GeoVax’s vaccines produce self-assembling non-infectious virus-like particles (VLPs) in the cells of the person being vaccinated. VLPs train the body’s immune system to recognize and kill the authentic virus should it appear.
The new vaccine’s effectiveness will be evaluated with VLP design and functional assays developed by Ming Luo, PhD, professor in the department of chemistry at Georgia State University, and conducted in collaboration with Peking University Shenzhen Graduate School.
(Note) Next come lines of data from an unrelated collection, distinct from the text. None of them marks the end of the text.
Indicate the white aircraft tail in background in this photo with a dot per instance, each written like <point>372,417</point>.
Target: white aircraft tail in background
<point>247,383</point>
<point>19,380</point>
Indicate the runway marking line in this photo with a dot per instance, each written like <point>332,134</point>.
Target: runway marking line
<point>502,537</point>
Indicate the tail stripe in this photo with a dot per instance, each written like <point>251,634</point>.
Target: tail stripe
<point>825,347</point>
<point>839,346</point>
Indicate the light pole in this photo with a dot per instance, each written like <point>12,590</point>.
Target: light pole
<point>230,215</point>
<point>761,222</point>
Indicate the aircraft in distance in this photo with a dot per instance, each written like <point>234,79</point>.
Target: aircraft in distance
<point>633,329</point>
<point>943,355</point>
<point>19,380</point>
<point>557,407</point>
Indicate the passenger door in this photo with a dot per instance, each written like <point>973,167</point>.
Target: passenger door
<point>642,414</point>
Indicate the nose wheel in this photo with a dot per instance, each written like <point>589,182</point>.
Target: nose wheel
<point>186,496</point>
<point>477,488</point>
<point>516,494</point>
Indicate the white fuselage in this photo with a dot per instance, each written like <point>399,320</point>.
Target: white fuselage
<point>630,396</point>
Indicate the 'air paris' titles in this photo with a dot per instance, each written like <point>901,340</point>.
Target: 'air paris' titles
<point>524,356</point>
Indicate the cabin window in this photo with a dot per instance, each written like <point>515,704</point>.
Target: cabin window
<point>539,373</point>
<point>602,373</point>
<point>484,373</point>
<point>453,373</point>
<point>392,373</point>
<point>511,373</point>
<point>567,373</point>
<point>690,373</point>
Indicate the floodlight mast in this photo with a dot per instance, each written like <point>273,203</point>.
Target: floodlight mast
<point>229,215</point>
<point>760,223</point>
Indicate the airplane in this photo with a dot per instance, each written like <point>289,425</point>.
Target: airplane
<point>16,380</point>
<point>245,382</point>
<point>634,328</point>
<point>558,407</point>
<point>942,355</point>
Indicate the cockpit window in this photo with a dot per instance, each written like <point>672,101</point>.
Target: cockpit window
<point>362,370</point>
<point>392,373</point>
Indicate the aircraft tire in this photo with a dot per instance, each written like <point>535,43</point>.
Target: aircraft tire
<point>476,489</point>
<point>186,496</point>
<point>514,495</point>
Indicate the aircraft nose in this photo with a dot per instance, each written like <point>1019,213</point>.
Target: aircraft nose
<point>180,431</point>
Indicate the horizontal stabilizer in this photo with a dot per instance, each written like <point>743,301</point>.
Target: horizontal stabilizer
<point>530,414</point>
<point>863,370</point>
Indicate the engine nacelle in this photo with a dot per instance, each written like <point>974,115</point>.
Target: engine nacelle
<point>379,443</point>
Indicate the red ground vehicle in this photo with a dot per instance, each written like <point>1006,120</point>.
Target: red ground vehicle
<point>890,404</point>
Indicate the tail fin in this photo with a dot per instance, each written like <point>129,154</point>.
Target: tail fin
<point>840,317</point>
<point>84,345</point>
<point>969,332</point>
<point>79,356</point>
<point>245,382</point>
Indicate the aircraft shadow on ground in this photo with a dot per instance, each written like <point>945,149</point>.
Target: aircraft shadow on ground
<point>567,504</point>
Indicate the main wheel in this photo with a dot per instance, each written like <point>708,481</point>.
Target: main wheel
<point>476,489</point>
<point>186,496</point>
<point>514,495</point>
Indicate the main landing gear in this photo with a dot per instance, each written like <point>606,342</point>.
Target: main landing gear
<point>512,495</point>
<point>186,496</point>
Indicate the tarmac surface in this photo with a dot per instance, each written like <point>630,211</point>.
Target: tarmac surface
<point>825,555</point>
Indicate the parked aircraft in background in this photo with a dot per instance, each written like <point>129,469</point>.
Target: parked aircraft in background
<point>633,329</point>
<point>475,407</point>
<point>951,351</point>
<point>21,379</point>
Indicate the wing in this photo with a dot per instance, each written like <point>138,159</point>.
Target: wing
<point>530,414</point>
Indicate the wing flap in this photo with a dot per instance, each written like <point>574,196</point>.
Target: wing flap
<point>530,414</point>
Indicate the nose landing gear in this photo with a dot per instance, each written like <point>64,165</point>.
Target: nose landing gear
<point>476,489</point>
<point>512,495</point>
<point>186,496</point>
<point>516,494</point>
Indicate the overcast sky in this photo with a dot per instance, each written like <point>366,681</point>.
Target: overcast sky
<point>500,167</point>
“We are fortunate to have the collaboration with nearby Georgia State University and Dr. Ming Luo,” Farshad Guirakhoo, chief scientific officer at GeoVax, said in a press release. “The combined technologies and already defined functional assays will serve to rapidly test this innovative concept.”
According to the Centers for Disease Control and Prevention (CDC), an estimated 240 million people have chronic HBV infection globally. HBV affects between 700,000 to 1.4 million people in the U.S., with an estimated 20,000 new infections every year.
“My team’s efforts continue to unveil the molecular mechanism of immune responses to HBV infection and we are excited to partner with GeoVax to further the development of a Hepatitis B therapeutic vaccine,” Luo said. “Globally, chronic Hepatitis B affects more than 240 million people and contributes to nearly 686,000 deaths worldwide each year. By joining forces with GeoVax, we will apply our highly complementary sets of expertise in an effort to address the problem,” he said.
The safety of GeoVax MVA-VLP platform has been demonstrated in multiple human clinical trials of the company’s preventive HIV vaccine. These studies also have shown that the company’s non-infectious VLPs elicit both strong and durable humoral and cellular immune responses.
GeoVax’s MVA-VLP vector platform also is being used to develop vaccines against the human immunodeficiency virus (HIV), hemorrhagic fever viruses (Ebola, Sudan, Marburg and Lassa) and Zika virus.